Killer, how badly I wanted to go to that game.
As I recounted my son’s buzzer-boy-basket to his dad this morning I was animated and lively. “I probably care more than Nelson does!” I said, looking at the clock. It was one hour before game time. Nelson put his arm around my shoulder and said, “That’s probably true.”
So we didn’t go. In-between hair-combing and picking out the church dresses and gathering our Sunday stuff, I checked my phone anxiously as a friend sent texts of the play-by-play nail-biter. They lost by 8.

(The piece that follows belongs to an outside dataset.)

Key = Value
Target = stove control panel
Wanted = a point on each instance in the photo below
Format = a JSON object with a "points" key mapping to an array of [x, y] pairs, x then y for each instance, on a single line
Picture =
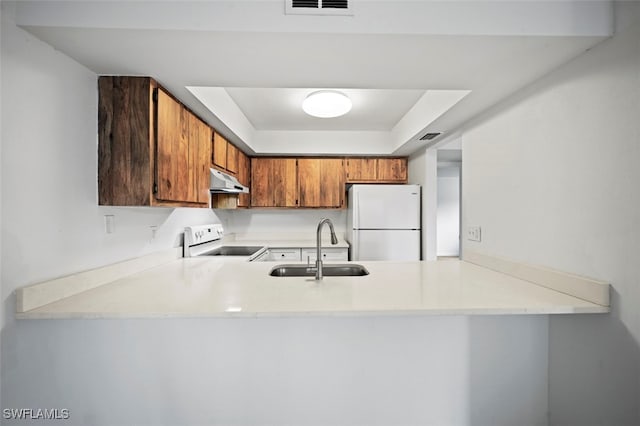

Would I do it any differently? Nah. We drank smoothies for breakfast, dressed for church, squabbled in the car, heard two of the best talks I’ve heard this year, and drove home together with less squabbling because we were all feeling the spirit a little better and a little louder. And then we had dinner, a short family night and played Pounce and ate Thin Mints for dessert. As a family. I guess it’s just the way we roll.
I often wonder, if I died tomorrow and found out everything I ever thought was true, wasn’t, would it have been worth it? Would I be mad I missed the tournament? I’ve decided not.
The Sabbath day has served me well and so I do with that as I will, and keep it the best I know how. How, I wonder, do you do it differently?
Here’s something I believe with all my heart: We are all brothers and sisters made in the image of the same God who loves us all. We are here to learn how to be happy, but we must all find out how to do that for ourselves. I’ve felt the power of God and his spirit. It is very real to me. My adherence to the Gospel of Jesus Christ might set me apart from the world, but it’s also the one thing that unites us all. I know I am a child of God and I also know that so is everyone else.
It was on the Sabbath day and at the feet of my mother and father that I truly learned that. I was also taught to honor God. In return, God would honor me. He hasn’t let me down yet.